TLDR:
I think for me I would say I believe nature to be an expandable concept. Certainly the idea of other forms of consciousness is an idea that fits within nature. The idea that there may be areas outside the closed system of our universe that can interact with us is an interesting one and could work as an explanation for god, but in explaining god you reduce god to the natural. I'm capable of imagining some alternate universe idea where the laws of nature act in a different fashion, but I think the thing to do would be to expand the definition of "natural" to cover those areas as.
The idea of a god is a religious one. Most religious people at least pay lip service the the modern major organized religions that endorse dogmatic views that discourage investigation and that discourage the search for explanation from nature. That's what repulses me. Most religions have a stance that they believe there is a god and that he is believed to have accomplished acts X, Y, and Z and to have said words A, B, and C, and that he wishes us to do 1, 2, and 3. Any questioning of X, Y, Z, A, B, C, 1, 2, or 3 is heresy. God is employed as a conceptual enforcer of the dogma. For articles of faith that beg explanation the answer is that "who are we to question God?" For articles of faith that conflict with nature the riposte is that "God acts in mysterious ways, and that God trumps science." For the religious, God is an ultimate point from which further questions are unnecessary and in fact morally wrong. For one who likes to search for explanations, God represents the ultimate throwing up of one's hands and an abandonment of the search.

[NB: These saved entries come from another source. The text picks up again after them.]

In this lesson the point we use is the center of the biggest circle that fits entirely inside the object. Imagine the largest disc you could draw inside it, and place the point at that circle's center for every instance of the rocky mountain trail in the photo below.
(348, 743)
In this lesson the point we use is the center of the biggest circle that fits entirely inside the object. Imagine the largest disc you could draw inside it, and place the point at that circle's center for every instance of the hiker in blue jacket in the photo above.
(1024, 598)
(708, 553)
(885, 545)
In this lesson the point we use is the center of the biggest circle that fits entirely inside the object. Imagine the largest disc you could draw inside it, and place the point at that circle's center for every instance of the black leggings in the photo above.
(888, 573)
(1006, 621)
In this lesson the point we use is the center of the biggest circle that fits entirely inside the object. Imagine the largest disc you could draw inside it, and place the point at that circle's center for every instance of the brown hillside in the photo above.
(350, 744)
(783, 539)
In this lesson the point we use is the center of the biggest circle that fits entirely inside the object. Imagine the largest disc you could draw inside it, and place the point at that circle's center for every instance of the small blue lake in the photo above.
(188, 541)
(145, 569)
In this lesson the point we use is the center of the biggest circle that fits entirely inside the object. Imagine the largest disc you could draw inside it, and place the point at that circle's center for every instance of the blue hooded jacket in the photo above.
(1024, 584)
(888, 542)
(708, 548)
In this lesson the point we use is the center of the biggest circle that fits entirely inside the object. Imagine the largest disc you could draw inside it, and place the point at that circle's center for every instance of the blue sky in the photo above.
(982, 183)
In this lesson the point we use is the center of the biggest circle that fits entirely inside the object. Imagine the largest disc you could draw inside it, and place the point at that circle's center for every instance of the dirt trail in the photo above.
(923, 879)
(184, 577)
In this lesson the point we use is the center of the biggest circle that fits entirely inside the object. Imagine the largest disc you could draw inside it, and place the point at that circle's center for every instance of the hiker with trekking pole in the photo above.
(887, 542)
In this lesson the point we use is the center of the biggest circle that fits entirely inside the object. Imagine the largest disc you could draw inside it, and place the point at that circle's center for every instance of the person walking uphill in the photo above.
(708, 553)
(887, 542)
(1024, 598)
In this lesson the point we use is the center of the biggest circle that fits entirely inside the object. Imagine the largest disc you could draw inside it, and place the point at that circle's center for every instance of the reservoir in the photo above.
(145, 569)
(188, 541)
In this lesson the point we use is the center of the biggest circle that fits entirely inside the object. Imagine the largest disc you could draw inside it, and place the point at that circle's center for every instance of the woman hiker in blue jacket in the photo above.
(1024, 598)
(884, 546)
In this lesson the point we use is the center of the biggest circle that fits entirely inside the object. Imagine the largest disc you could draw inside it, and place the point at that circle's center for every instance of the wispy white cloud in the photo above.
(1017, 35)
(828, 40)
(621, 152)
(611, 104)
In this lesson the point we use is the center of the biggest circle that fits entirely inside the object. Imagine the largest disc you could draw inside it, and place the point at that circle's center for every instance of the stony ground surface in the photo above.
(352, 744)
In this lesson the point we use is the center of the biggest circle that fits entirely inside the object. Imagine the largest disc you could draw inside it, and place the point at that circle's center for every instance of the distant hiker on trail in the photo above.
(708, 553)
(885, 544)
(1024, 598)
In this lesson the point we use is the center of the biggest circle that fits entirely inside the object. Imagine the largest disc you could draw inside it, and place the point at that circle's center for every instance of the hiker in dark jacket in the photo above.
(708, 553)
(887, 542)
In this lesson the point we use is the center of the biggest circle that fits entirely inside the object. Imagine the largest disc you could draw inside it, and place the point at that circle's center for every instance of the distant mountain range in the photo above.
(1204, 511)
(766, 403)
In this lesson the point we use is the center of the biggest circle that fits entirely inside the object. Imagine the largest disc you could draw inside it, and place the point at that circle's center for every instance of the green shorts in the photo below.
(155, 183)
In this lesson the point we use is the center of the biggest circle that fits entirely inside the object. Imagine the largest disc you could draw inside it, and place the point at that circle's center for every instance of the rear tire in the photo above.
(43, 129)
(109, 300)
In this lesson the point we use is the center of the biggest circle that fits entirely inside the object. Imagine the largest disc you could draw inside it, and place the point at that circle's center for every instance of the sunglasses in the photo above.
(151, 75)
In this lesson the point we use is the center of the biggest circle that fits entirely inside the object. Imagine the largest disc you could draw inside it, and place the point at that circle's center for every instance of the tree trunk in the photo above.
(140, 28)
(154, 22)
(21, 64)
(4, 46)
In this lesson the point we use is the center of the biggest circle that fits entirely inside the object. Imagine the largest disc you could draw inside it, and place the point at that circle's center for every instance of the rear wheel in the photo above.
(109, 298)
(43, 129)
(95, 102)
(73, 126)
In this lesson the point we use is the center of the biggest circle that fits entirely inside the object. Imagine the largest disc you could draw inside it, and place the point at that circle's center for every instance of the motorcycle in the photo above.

Of course there's also a more basic religious belief of god than that of the organized religions. Take Agnosticism, for example. Many agnostics would doubtless bristle at the idea that they held a religious belief of god, but I think the description is an accurate one. Agnosticism purports to endorse the view that whether or not god exists is an unknowable thing. The Agnostic's very use of the term "god," however is telling. If we follow the view that God may exist in some form that our modern science can't explain and that he is unbound by our natural laws because he is outside of our closed universe, then we can say very little about God, however the concept of a god does not allow it's use for natural concepts like "gravity" or "oxidation" or "evolution." So we can narrow down the extra-universal area of what could be god a little. By definition, God is an entity. The concept of god also doesn't allow it's use for sterile natural objects like "a pulsar" or "iron" or "a photon." By definition, God is a conscious entity. Other godly attributes are necessarily assignable as well, such as "importance," "power," and possibly even "beneficence." After all, the term connotes an importance that transcends simply the definition of the "conscious entity." If our universe were doubled, surely our doubles in the other universe would not be gods. In other words "god" is not a term that is used to refer simply to generic extra-universal conscious entities. So the Agnostic view is that whether or not an important powerful conscious entity of probable beneficence exists outside of our closed universe is unknowable.
Considering that nothing outside of our closed universe is knowable, the fact that we are able to assign by definition attributes to a concept like God evokes the concept of the vanishingly small probability. Considering that we are totally unknowing about matters beyond the closed universe we inhabit, the idea that we know anything about anything extra-universal is a virtual impossibility. The agnostic is forced then to dwell in the 0.01% virtual fingernail of uncertainty that exists simply due to the fact that because we know nothing, anything we suggest is possible. But is this kind of thing uncommon in the realm of science? Do scientists adopt theories that are merely virtually certain? Or do they require a more rigorous proof before they accept a theory? The answer is that for most scientists the benefit to science that derives from accepting virtually certain theories as accurate by far outweighs the negative effects of ignoring the vanishingly small possibilities.
So why does the science-minded agnostic so emphasize the fact that it is not a total certainty but merely a virtual certainty? The answer, I believe is that the Agnostic assigns great importance to the question. The question of whether there is a god or not is an existence-altering question. It is a foundation-rocking question. And to me this is proof positive that the agnostic holds a religious belief of god. To a non-religious person, the issue would be merely academic, but to one who has latched onto the 0.01% virtual fingernail of uncertainty relating to God's existence the issue is clearly of special significance. That special significance is religion.
What are we left with?
I'm ready to accept that there are things that science cannot yet explain. I'm ready to accept that there could be extra-universal realms where our natural laws fail. I'm ready to expand the definition of nature to cover things that are currently outside of our closed system as well as those that are within our system. I draw the line, however, at making predictions about the characteristics of anything that falls outside of the current corpus scientis. I will happily accept the virtual certainty that something we have imagined to exist outside of our universe does in fact not exist given our limited imaginations and our predilection for inaccurate predictions. And finally, even if we were to be able to know of things outside of our closed system, by the very act of our expansion of "what is natural" to include these things we will have undone everything supernatural about them and we'll have stripped them of the portion of their godly significance that derives from their basic alterity. We'll be left with a natural process that can be understood and we'll have pulled down the beard of the proverbial shopping-mall Santa.